Upon investigation, the university pinpointed the dates of the breach. Anyone could access the folder between Dec. 5, 2022 to Jan. 24, 2023. During that time, there were two downloads of materials. The university reassured everyone that there was no evidence of misused information.
The Affected Information
The relevant folder contained the 2022 to 2023 application files for the Ph.D. program. As such, the data breach exposed accompanying materials and the application itself. For most program applicants, these include the following details:
First and last name
Mailing and home addresses
Date of birth
Race and ethnicity
Letters of recommendation
There was no financial data nor any social security numbers in the documents.
The university notified those affected by the data breach in mid-February. It also hired a data breach and recovery service expert. This expert provides identity protection services, including insurance reimbursement and monitoring, to those affected.
Stanford University has updated its policies for electronic file storage security after the data breach.
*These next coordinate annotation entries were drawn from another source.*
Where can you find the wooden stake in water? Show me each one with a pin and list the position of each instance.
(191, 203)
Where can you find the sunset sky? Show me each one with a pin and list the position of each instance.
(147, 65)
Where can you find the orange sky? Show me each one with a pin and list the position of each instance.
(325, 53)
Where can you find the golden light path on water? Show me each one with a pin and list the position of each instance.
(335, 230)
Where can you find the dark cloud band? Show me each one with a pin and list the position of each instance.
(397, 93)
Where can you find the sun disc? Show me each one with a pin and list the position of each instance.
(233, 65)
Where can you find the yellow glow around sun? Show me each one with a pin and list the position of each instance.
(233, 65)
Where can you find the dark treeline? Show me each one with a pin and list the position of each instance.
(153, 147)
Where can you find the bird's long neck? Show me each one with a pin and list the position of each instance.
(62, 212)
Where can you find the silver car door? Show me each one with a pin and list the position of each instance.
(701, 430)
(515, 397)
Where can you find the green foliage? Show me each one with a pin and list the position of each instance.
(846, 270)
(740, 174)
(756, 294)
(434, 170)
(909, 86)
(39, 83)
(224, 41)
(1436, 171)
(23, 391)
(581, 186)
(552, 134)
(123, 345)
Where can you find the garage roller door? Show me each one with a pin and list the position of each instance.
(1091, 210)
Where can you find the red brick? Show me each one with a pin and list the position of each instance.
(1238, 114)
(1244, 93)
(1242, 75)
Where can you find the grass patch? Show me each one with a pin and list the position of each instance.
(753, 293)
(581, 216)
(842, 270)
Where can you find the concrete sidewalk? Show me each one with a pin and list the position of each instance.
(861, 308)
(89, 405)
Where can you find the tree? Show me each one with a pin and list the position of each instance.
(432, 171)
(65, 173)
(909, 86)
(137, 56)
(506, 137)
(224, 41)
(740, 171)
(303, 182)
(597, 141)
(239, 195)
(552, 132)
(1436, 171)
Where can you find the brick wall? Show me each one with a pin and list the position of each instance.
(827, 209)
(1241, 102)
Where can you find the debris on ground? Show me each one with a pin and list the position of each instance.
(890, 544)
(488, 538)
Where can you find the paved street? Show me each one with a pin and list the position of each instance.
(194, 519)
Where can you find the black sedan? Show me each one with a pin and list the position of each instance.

It also plans to retrain its staff.
Conclusion – And What It Means for Businesses
Data breaches are a growing threat to businesses. The university appears to be lucky that the scope of the breach was small. Even so, it reiterates how important it is for businesses to stay proactive and informed. Businesses should store all files securely. They should also watch for malware in search of credit card details. Implementing safeguards and monitoring for unexpected purchases can protect businesses and their clients.